48 anos depois, voltamos ao estado em que ninguém se entendia. O primeiro-ministro terá sido “sequestrado” pelo Ministério Público, e algumas horas depois pôs fim ao seu governo apresentando a demissão. “Estou farto de brincadeiras”, acrescentou o almirante Pinheiro de Azevedo aos jornalistas à saída de Belém. Costa não falou à saída da Presidência, mas em “sua” casa, disse o mesmo por outras palavras. – “Não brinco mais”! Se virmos bem, este foi um ano de muitas e boas brincadeiras no governo e zonas adjacentes, e se virmos ainda melhor, elas vão continuar por mais um par de meses. Pelo menos.

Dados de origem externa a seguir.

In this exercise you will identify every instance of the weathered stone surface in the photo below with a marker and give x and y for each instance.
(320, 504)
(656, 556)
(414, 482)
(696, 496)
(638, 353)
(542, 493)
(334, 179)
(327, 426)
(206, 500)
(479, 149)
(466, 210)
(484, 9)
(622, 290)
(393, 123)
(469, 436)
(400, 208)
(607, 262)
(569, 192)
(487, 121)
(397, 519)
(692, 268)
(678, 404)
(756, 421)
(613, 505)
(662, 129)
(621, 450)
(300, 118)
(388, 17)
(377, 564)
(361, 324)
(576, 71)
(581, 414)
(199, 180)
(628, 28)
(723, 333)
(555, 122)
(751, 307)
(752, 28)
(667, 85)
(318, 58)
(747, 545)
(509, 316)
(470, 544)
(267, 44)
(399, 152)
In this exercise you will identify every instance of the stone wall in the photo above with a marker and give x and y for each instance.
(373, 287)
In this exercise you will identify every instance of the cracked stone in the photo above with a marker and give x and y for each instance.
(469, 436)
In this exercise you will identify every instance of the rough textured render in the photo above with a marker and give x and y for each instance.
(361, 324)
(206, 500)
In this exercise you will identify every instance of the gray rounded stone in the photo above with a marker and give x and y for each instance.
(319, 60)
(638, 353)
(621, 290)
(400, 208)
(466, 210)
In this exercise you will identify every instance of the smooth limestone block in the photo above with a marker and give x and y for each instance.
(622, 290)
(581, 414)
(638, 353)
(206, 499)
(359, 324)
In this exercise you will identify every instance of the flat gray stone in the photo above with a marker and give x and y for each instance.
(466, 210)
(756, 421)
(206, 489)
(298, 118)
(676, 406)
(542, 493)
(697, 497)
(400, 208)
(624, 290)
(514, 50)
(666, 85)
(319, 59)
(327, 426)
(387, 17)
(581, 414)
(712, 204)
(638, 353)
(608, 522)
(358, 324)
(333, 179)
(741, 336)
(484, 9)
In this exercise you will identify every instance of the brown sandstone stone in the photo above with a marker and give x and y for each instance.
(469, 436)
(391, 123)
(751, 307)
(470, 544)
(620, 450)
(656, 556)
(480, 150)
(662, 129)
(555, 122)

Ora o poder no país remete-nos para as mensagens publicitárias de marcas cujo lema é a longevidade tipo, “Brandy Constantino, a fama que vem de longe”. Do mesmo modo, “Poder de Portugal, a brincar aos governos desde 1975!”. Como também devemos poder brincar, lembremos os anárquicos cá da terra que por estes dias devem achar que a sua “religião” atingiu a tão desejada transformação social, e tomou finalmente conta do processo político. É isso que parece, anarquia nem que seja por um dia. Os governos superando a própria ordem social por eles criada, rumo ao descalabro das organizações. Ou como diria o trotskista britânico Alan Woods, “A guerra de todos contra todos é o pilar fundamental da sociedade capitalista”.